Reputation: 143
=XML FILE=
<?xml version="1.0" encoding="utf-8"?>
<weatherdata>
<location>
<name>Toronto</name>
<type/>
<country>CA</country>
<timezone/>
<location altitude="0" latitude="43.700111" longitude="-79.416298" geobase="geonames" geobaseid="0"/></location>
<credit/>
<meta>
<lastupdate/>
<calctime>1.4906</calctime>
<nextupdate/>
</meta>
<sun rise="2015-02-17T12:12:32" set="2015-02-17T22:50:42"/>
<forecast>
<time from="2015-02-17T15:00:00" to="2015-02-17T18:00:00">
<symbol number="803" name="broken clouds" var="04d"/>
<precipitation/>
<windDirection deg="43.5048" code="NE" name="NorthEast"/>
<windSpeed mps="1.82" name="Light breeze"/>
<temperature unit="celsius" value="-13.29" min="-13.293" max="-13.29"/>
<pressure unit="hPa" value="1007.77"/>
<humidity value="100" unit="%"/>
<clouds value="broken clouds" all="64" unit="%"/>
</time>
<time from="2015-02-17T18:00:00" to="2015-02-17T21:00:00">
<symbol number="803" name="broken clouds" var="04d"/>
<precipitation/>
<windDirection deg="255.501" code="WSW" name="West-southwest"/>
<windSpeed mps="0.66" name="Calm"/>
<temperature unit="celsius" value="-10.16" min="-10.16" max="-10.16"/>
<pressure unit="hPa" value="1006.44"/>
<humidity value="100" unit="%"/>
<clouds value="broken clouds" all="80" unit="%"/>
</time>
= DUMPER EXTRACT =
'att' => {
'to' => '2015-02-22T00:00:00',
'from' => '2015-02-21T21:00:00'
'att' => {
'value' => '100',
'unit' => '%'
'next_sibling' => $VAR1->{'twig_root'}{'first_child'}{'next_sibling' } {'next_sibling'}{'next_sibling'}{'next_sibling'}{'last_child'}{'prev_sibling'} {'last_child'}{'prev_sibling'},
'att' => {
'unit' => 'hPa',
'value' => '1020.87'
'prev_sibling' => bless( {
'att' => {
'min' => '-8.313',
'max' => '-8.313',
'unit' => 'celsius',
I am looking to extract from the XML file:
'from' (only the time) 'humidity value' (the value) 'temperature max' (the temp value) 'temperature min' (the temp value) 'pressure value' (the hpA value)
The code below was my draft code to see if I was on the right track.

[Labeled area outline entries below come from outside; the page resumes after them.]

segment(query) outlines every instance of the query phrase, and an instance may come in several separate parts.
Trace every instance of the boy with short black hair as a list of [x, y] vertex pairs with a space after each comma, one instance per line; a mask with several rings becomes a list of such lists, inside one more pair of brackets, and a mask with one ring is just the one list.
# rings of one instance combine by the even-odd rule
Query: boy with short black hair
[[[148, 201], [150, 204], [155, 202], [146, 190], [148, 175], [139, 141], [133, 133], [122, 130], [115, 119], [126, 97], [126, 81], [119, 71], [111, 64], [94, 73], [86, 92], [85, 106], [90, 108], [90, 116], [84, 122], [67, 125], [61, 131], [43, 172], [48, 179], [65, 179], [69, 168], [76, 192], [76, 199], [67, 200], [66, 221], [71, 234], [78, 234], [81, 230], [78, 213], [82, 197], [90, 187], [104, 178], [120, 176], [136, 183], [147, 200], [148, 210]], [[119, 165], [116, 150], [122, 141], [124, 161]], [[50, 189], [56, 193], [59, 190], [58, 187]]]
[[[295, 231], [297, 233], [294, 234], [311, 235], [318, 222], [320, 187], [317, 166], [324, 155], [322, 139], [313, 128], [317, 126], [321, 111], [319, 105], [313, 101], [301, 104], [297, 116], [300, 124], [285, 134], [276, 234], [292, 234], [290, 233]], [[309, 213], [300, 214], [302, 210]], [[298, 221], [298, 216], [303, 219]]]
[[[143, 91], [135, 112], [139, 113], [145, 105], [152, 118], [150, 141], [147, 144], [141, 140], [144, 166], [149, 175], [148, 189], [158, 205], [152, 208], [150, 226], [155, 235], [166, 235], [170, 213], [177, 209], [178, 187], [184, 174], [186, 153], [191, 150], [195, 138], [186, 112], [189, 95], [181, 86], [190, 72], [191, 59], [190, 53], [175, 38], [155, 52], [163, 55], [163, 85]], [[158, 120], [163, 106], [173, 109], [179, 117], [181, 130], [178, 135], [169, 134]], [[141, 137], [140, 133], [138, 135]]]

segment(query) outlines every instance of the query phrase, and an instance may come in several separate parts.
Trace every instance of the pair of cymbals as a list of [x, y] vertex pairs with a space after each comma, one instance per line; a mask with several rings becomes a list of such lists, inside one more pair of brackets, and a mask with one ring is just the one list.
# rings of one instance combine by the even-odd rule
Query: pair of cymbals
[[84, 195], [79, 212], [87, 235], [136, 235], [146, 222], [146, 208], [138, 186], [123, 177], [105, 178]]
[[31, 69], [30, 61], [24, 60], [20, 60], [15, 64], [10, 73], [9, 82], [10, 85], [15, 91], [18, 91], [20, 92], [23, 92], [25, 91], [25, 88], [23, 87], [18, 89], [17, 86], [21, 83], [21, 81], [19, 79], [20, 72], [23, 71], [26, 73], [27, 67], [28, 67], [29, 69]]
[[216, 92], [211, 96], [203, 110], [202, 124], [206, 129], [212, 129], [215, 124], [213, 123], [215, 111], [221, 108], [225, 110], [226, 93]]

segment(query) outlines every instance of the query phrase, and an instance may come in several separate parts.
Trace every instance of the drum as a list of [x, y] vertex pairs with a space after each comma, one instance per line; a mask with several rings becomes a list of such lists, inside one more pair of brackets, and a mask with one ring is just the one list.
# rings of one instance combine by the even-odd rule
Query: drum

The intention was to get it working with a few nodes; outputting it to a CSV file. I am not getting anywhere...
= PERL CODE =
use strict;
use Data::Dumper;
use XML::Simple 'XMLin';
my $input_xml = '/var/egridmanage_pl/data/longrange.xml' ||die $!;
my $output_csv = '/var/egridmanage_pl/longrange.csv';
my $parse = XMLin('/var/egridmanage_pl/data/longrange.xml',forcearray => ['value']);
foreach my $dataset (@{$parse->{weatherdata}}) {
if ($dataset->{name} eq 'Toronto') {
open my $out, ">", $output_csv or die "Could not open $output_csv: $!";
print {$out} $dataset->{att}-> {from} . "\n";
print {$out} $dataset->{att}->[0]->{value} . "\n";
}
}
= INTENDED RESULTS WOULD BE THE FOLLOWING = (I NEED HELP!!)
time | humidity | hPa | min | max |
15:00:00 | 100 | 1007.77 | -13.29 | -13.29 |
Upvotes: 1
Views: 398
Reputation: 53478
Whilst you have an answer, you've tagged it as Perl, so I'll contribute something perlish. First off though - don't use XML::Simple
. From it's docs:
The use of this module in new code is discouraged. Other modules are available which provide more straightforward and consistent interfaces.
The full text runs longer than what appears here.